L’organisation du Festival, et en premier lieu Thierry Frémeaux, a ainsi revu les règles de sélection du Jury : cette 70ème édition a été marquée par une vaste polémique liée à la présence de deux films produits par le géant de la SVOD – Netflix – et qui de fait, ne sortiront pas nécessairement sur grand écran, venant ainsi bousculer le saint triptyque producteur-distributeur-exploitant que défend avec force et constance la France. Après un débat mouvementé, une règle obligeant les films de la sélection à sortir en salle à partir de 2018 a été instaurée. « L’exception culturelle française » pourrait ainsi faire jurisprudence sur ce sujet qui bouleverse structurellement le secteur.
La création avant tout
En effet, si Cannes est le premier marché du film au monde et le « premier poumon » du financement du cinéma mondial, représentant des enjeux business colossaux, Cannes est aussi la plus grande manifestation de cinéma et reste le rendez-vous annuel de tous les cinéphiles. C’est encore l’un des rares endroits qui attire et mêle des cinéastes venus des quatre coins du globe.
A quoi cela tient-il ? Une programmation savamment travaillée, en lien avec la société actuelle et qui donne sa part belle à la création et aux expérimentations dans le domaine du 7ème art. Pour cette 70ème édition on pouvait ainsi trouver des oeuvres expérimentales, une installation dédiée à la réalisation en VR d’Alejandro Gonzalez Inarritu, des séries télé… et même des films produits par Amazon et Netflix, donc.
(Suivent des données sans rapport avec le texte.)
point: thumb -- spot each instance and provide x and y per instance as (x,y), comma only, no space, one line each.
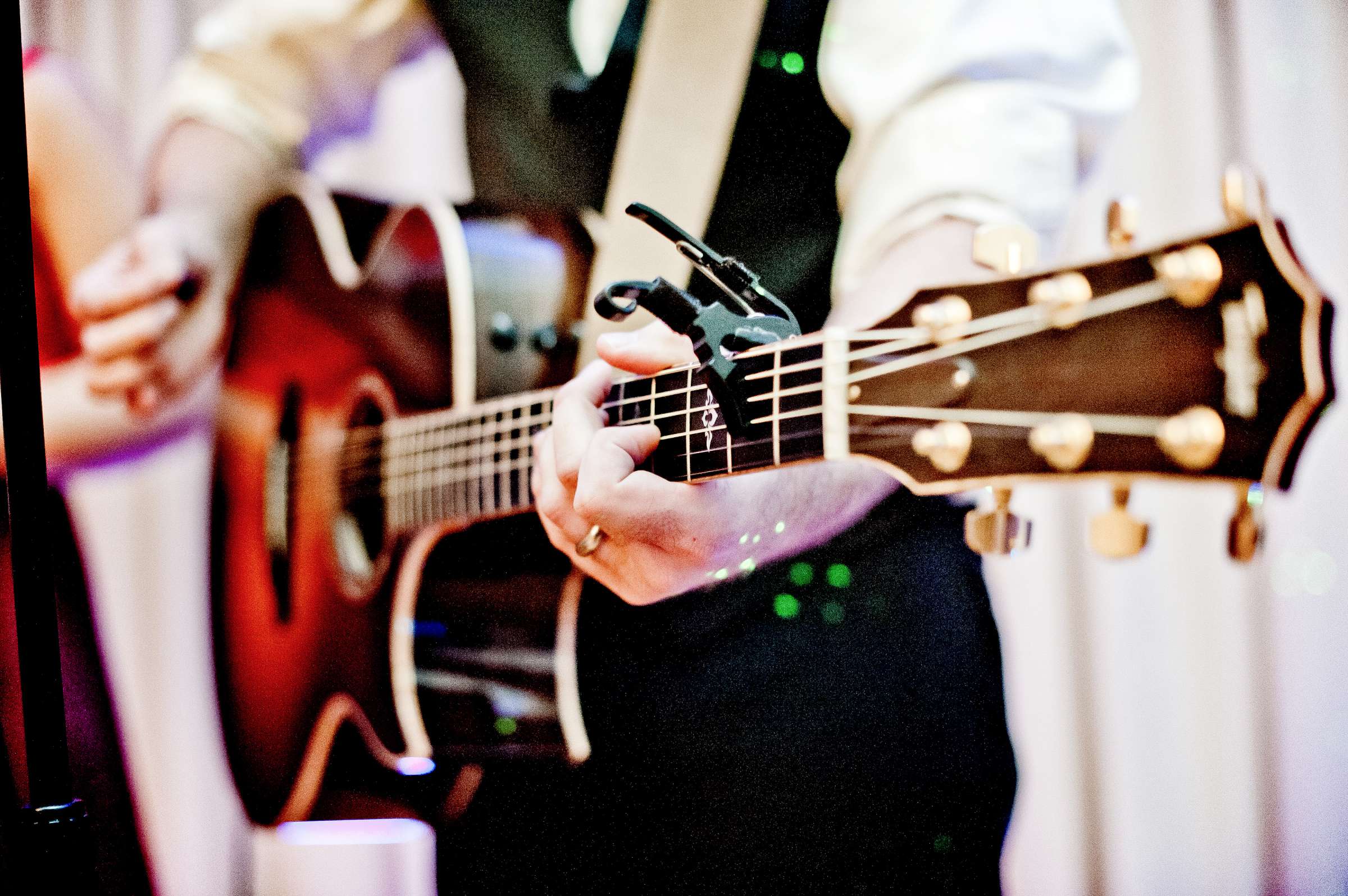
(648,351)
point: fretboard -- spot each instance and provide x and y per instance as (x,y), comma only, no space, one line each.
(473,465)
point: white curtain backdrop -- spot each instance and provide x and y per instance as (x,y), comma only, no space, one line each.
(1178,719)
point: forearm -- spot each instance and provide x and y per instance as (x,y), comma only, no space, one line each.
(935,255)
(206,170)
(79,426)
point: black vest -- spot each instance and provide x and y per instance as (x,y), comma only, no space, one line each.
(541,135)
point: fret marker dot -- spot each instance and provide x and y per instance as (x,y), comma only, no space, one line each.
(801,573)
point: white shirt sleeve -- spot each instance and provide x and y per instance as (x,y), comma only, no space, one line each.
(273,71)
(978,109)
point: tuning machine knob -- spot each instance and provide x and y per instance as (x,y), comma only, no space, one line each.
(1194,438)
(998,530)
(1063,298)
(1246,529)
(1242,194)
(944,318)
(1117,533)
(947,445)
(1192,274)
(1006,248)
(1064,441)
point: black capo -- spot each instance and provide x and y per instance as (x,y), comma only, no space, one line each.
(749,316)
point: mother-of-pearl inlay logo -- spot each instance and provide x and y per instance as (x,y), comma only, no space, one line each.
(708,419)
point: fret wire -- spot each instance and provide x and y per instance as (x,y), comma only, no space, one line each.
(466,433)
(777,408)
(468,457)
(688,425)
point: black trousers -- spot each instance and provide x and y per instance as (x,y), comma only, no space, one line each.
(832,724)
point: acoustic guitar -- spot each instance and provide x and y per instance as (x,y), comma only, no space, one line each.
(339,480)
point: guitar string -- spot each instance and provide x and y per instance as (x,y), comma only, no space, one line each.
(1122,300)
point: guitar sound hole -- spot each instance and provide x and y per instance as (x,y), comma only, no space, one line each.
(359,529)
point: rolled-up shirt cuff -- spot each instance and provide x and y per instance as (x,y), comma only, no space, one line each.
(199,93)
(978,152)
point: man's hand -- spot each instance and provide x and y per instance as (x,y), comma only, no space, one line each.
(666,538)
(154,308)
Preuve que Cannes, loin de se replier sur son histoire passée, n’a de cesse de rester à jour.
Le rêve et les paillettes
Mais le Festival doit aussi entretenir son image de rêve et de paillettes, dont l’acmé reste la montée des marches, mais qui se propage également et de plus en plus via les marques partenaires (L’Oréal, Renault, Mastercard, hp…), qu’il s’agisse de Partenaires Officiels, Techniques ou autres marques. Ces derniers se donnent carte blanche, en dehors du sacro-saint Palais, pour s’approprier une part de l’image du Festival, au-delà des salles obscures : plages Magnum ou Chivas, restaurant Nespresso, Villa Schweppes, terrasses Martini, Grey Goose…
Si le Festival s’est ouvert à des partenariats marketing financièrement conséquents, il a toutefois pris soin de sanctuariser le coeur de sa matière : les films, les artistes, le jury – bref, le Cinéma. Ainsi l’affiche officielle ne comprend aucun logo, la montée des marches reste vierge de tout branding, tout comme la cérémonie d’ouverture et la remise du Palmarès.
Avoir su préserver cet équilibre savant peut expliquer la longévité de la « marque Festival de Cannes ».
Cependant, des artistes aux people, des producteurs aux marques, des exploitants aux plates-formes de streaming… le Festival doit faire face à un écosystème changeant. Saura-t-il rester cet événement incontournable pour toutes les parties prenantes du secteur tout en n’affichant que l’essentiel : le Cinéma et ses artistes ? Et lui sera-t-il encore longtemps possible d’accueillir le cinéma du monde tout en y revendiquant les valeurs d’un modèle typiquement français ? De la réponse à ces questions dépend la pérennité de la marque Festival de Cannes.